How do you find the common ratio for \[64,-32,16,-8,4.....\]?

Answer 1

Hint: In this problem, we have to find the common ratio for the given geometric series. We know that, in a geometric series, the common ratio is the ratio of a term with respect to its preceding term.
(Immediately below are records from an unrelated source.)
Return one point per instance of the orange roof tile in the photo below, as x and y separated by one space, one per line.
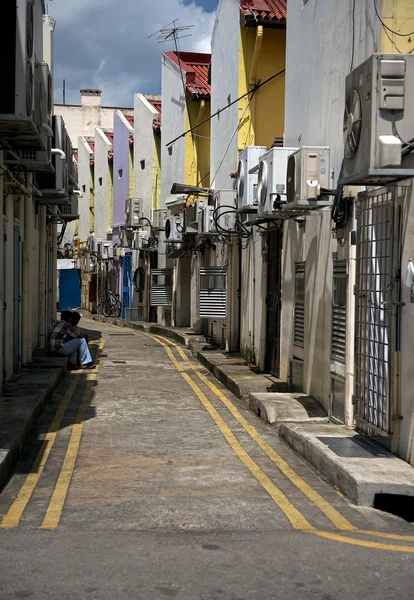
267 12
195 66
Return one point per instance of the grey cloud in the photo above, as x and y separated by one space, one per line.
102 44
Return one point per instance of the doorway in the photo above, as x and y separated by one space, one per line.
273 301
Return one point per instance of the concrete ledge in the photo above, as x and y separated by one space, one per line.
234 373
21 403
287 407
354 464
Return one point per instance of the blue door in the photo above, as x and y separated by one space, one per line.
16 300
126 283
69 289
3 341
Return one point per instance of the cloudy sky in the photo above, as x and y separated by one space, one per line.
104 44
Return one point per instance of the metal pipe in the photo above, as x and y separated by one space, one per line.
42 277
59 152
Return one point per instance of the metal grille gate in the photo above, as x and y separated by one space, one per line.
376 285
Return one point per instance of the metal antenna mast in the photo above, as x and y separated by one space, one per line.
173 32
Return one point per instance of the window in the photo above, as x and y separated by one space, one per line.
299 306
339 292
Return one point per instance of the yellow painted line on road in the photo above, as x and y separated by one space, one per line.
57 501
15 512
323 505
295 517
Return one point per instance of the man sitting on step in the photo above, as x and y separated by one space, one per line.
66 340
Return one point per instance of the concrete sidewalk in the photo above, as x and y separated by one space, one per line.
22 401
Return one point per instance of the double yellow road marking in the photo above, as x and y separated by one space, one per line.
296 518
54 511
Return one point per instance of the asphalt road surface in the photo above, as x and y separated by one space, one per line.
146 479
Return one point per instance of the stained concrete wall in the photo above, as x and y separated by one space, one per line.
101 182
318 58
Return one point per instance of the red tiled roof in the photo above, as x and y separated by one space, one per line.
195 66
270 12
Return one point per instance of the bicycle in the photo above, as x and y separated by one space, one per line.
112 306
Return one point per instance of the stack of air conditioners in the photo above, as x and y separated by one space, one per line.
220 217
293 180
141 239
246 182
105 251
378 117
133 210
158 220
174 228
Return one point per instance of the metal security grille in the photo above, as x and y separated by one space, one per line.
299 309
374 294
161 287
340 284
213 293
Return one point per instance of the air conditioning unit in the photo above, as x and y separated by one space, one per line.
141 239
158 219
206 222
70 212
174 227
271 186
378 116
92 244
224 215
246 182
17 77
308 172
132 212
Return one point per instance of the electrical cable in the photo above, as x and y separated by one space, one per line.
386 26
231 138
254 89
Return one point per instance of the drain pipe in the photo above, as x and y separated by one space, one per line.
42 276
254 68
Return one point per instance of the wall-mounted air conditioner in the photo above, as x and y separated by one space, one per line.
132 212
308 174
70 212
246 182
158 219
206 222
141 239
378 116
271 187
224 215
17 76
174 227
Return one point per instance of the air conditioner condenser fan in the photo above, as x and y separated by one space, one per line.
240 179
262 183
352 123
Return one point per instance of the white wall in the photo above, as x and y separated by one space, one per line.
84 175
101 176
173 124
318 58
144 116
224 86
82 120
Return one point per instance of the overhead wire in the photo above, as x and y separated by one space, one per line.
389 28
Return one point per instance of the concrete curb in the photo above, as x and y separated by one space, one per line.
360 470
15 431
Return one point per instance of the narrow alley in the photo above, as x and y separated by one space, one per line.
146 479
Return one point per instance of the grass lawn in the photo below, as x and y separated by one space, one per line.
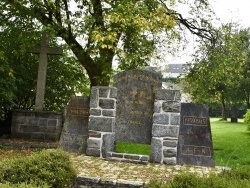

We can divide the term with respect to its preceding term one by one and check whether the result is the same for every term to find the common ratio.

Complete step by step solution:
We know that the geometric series given for which we have to find the common ratio is,
\[64,-32,16,-8,4.....\]
We can assume that, let the ratio between successive terms \[{{a}_{n}}\] and \[{{a}_{n+1}}\] be,
\[{{r}_{n}}=\dfrac{{{a}_{n+1}}}{{{a}_{n}}}\]
We know that the given terms are,
 \[64,-32,16,-8,4.....\]
Where,
\[{{a}_{1}}=64,{{a}_{2}}=-32,{{a}_{3}}=16,{{a}_{4}}=-8,{{a}_{5}}=4\]
We can now find the value of \[{{r}_{1}}\],
 \[\Rightarrow {{r}_{1}}=\dfrac{{{a}_{2}}}{{{a}_{1}}}=\dfrac{-32}{64}=-\dfrac{1}{2}\] …… (1)
We can now find the value of \[{{r}_{2}}\],
\[\Rightarrow {{r}_{2}}=\dfrac{{{a}_{3}}}{{{a}_{2}}}=\dfrac{16}{-32}=-\dfrac{1}{2}\] ……. (2)
We can now find the value of \[{{r}_{3}}\],
 \[\Rightarrow {{r}_{3}}=\dfrac{{{a}_{4}}}{{{a}_{3}}}=\dfrac{-8}{16}=-\dfrac{1}{2}\] …….. (3)
We can now find the value of \[{{r}_{4}}\],
\[\Rightarrow {{r}_{4}}=\dfrac{{{a}_{5}}}{{{a}_{4}}}=\dfrac{4}{-8}=-\dfrac{1}{2}\] ……… (4)
We can now compare the values of (1), (2), (3), (4), we have the same values.
Therefore, the common ratio for the given geometric series \[64,-32,16,-8,4.....\] is \[-\dfrac{1}{2}\].

Note: Students make mistakes while finding the value of common ration by substituting the correct values in the ratio. We should remember that we can divide the term with respect to its preceding term one by one and check whether the result is the same for every term to find the common ratio.